RUTH Davidson has confirmed the former Tory candidate at the heart of a ‘dark money’ row over Brexit remains a member of her party.
However Richard Cook, a former vice chair of the Scottish Tories, “holds no office”, she said.
Mr Cook was linked to the donation of £425,000 to Northern Ireland’s DUP on the eve of the EU referendum, which the pro-Leave party then spend on the UK mainland.
READ MORE: David Mundell's election campaign financed by Tory 'dark money' fund
At the time, he was the chair of the shadowy Constitutional Research Council, which was the official donor of the money, but whose sources of income remain unknown.
The Electoral Commission recently ruled there was insufficient evidence to investigate claims the money was used to get around legal spending limits on the Leave side.
The Scottish Tory leader said: “She said: "This donation isn't linked to the Scottish party, it wasn't given to the Scottish party. It was given to another political party in another country to fight a referendum on the side that the Scottish Conservative leader was fighting against.”
Speaking to the BBC after one of its broadcasters complained she had ducked interview requests for weeks, Ms Davidson also denied taking funds from another controversial door.
The Scottish Unionist Association Trust (SUAT) has given almost £330,000 to various Tory branches and candidates north of the border since 2001, and helped pay for an election agent for Scottish Secretary David Mundell at the last two general elections.
However the 50-year-old organisation has never published accounts or detailed the source of its income beyond saying it comes “comes from the proceeds of the sale of Scottish Conservative properties in Scotland in the 1960s”.

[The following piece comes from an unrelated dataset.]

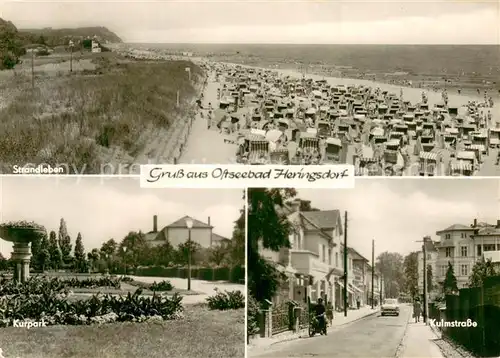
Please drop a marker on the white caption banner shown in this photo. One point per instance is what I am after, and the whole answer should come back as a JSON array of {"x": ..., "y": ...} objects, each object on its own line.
[{"x": 213, "y": 176}]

The opaque nature of the SUAT has led to SNP claims that it is involved in so-called ‘dark money’ donations, meaning untraceable political funds.
Ms Davidson said there was “utter transparency" about where the trust’s money came from.
READ MORE: Scots Tory in DUP 'dark money' row instructs lawyers over BBC documentary
The Edinburgh Central MSP said “almost all” Scottish Conservative candidates would have benefitted from the SUAT, but she had “absolutely not” taken money from it to part-fund a campaign manager as Mr Mundell and others had.